Furthermore, the integration of evolutionary algorithms like PSO and GA allows for efficient exploration of the parameter space and the identification of optimal solutions for cost minimization. These algorithms enable manufacturers to balance conflicting objectives such as speed, accuracy, and energy efficiency, crucial for cost-effective machining in turbo-machinery manufacturing. By leveraging the analytical and experimental efforts outlined in the study, manufacturers can fine-tune their machining processes, reduce material waste, and optimize energy consumption, ultimately leading to improved cost efficiency and competitiveness in the production of turbo-machinery components.

4 Conclusion

This paper employs a comprehensive approach to determine the optimal machining cost of WEDM using two multi-objective optimization techniques. Taguchi’s L₂₇ design of experiment is initially used to explore machining parameters systematically. An experimental setup assesses costs related to power consumption, consumed wire, and dielectric fluid. A quadratic mathematical equation is then developed using RSM to model the total machining cost. This equation serves as the objective function for the multi-objective optimization techniques. Overall, the research combines experimental and analytical efforts, with key findings and contributions outlined as follows:

• Longer pulse-on times enhance stability, accuracy, and surface finish, improving WEDM cost-effectiveness. For pulse-off time, an initial cost rise is linked to energy consumption and electrode wear, but an optimal threshold reduces costs by minimizing wear and enhancing efficiency. Peak current’s impact on costs is balanced within 210–220 A, with a slight decrease beyond 220 A due to improved material removal efficiency. Although spark gap voltage initially raises costs, beyond a critical value, increased material removal efficiency results in an overall machining cost reduction.

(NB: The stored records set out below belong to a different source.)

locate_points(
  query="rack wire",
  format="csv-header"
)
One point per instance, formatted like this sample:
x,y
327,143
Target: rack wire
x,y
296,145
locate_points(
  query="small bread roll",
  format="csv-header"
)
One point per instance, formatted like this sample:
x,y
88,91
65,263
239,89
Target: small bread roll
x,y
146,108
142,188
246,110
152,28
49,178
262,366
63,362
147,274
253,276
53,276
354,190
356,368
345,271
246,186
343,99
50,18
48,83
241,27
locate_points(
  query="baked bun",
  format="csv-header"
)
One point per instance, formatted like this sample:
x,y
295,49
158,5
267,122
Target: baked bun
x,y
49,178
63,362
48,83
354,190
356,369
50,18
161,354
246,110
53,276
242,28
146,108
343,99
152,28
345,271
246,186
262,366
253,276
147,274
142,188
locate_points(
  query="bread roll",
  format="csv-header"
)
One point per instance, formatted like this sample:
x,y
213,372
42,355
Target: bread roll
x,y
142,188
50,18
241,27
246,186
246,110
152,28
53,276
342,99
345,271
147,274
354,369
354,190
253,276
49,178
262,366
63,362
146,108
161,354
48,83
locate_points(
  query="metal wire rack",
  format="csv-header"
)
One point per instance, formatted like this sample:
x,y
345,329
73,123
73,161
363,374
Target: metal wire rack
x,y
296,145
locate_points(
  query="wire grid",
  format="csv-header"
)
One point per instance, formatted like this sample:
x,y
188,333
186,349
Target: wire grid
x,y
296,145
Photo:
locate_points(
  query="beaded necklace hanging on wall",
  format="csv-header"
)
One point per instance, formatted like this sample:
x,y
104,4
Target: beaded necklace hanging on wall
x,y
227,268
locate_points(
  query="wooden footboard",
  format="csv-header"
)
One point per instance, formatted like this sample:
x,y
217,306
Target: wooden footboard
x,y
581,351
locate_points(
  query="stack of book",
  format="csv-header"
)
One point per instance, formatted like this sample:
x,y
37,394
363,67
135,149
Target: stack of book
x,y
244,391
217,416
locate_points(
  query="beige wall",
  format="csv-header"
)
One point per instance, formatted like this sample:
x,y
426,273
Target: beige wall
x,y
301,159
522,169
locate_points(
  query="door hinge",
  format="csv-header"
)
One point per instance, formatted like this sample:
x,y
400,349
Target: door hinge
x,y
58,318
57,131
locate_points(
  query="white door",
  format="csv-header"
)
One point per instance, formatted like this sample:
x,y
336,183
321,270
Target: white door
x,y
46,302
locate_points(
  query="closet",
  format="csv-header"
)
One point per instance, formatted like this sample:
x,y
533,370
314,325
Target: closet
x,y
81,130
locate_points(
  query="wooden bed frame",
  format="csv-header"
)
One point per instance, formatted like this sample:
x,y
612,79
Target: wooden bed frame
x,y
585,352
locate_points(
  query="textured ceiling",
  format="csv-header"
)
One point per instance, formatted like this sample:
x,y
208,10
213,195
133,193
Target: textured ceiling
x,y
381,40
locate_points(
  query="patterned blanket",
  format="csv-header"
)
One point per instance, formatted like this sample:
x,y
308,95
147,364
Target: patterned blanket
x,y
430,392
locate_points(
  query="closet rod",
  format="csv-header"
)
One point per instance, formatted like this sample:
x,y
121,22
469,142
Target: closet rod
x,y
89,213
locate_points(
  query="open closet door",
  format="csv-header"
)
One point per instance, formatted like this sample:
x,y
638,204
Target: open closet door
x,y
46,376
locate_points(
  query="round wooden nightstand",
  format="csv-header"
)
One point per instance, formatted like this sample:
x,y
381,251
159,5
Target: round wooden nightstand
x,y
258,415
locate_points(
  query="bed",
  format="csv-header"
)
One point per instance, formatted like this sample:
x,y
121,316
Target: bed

• ANOVA dissects total variance, revealing WEDM process parameters’ contributions to machining costs. TON dominates with a 41% impact, followed by SV at 20%, and TOFF and IP each at 17% and 15%. The model exhibits a strong fit (R² = 93.16%) and reliability in predicting new data (R² (Pred.) = 84.39%).

• Residual plot analysis shows insights from the residual plot for total machining cost, confirming normality, constant variance, and revealing subtle skewness. This evaluation ensures a thorough examination of model fitness and assumptions.

• RSM-derived cost function optimized with PSO and GA in MATLAB, achieving minimum machining cost at T_ON = 117.7124 µs, T_OFF = 57 µs, IP = 222.1145 A, and SV = 20 V. Further analysis shows PSO converges by the 10th generation, while GA converges by the 60th generation. So, GA requires more computational time than PSO, underscores the effectiveness of PSO algorithm.

Evolutionary algorithms offer promising avenues for optimizing WEDM across diverse manufacturing sectors and specialized machining processes. In the future, these algorithms could revolutionize WEDM by fine-tuning machining parameters such as pulse-on time, pulse-off time, and servo voltage to enhance material removal rates, surface finish, and minimize tool wear. Breakthroughs might include the development of adaptive algorithms that self-optimize based on real-time feedback, enabling WEDM systems to autonomously adjust parameters for varying workpiece materials and geometries. Moreover, evolutionary algorithms could facilitate multi-objective optimization, balancing conflicting goals like speed, accuracy, and energy efficiency, ushering in an era of highly efficient, adaptable, and sustainable WEDM solutions across industries ranging from aerospace to medical devices.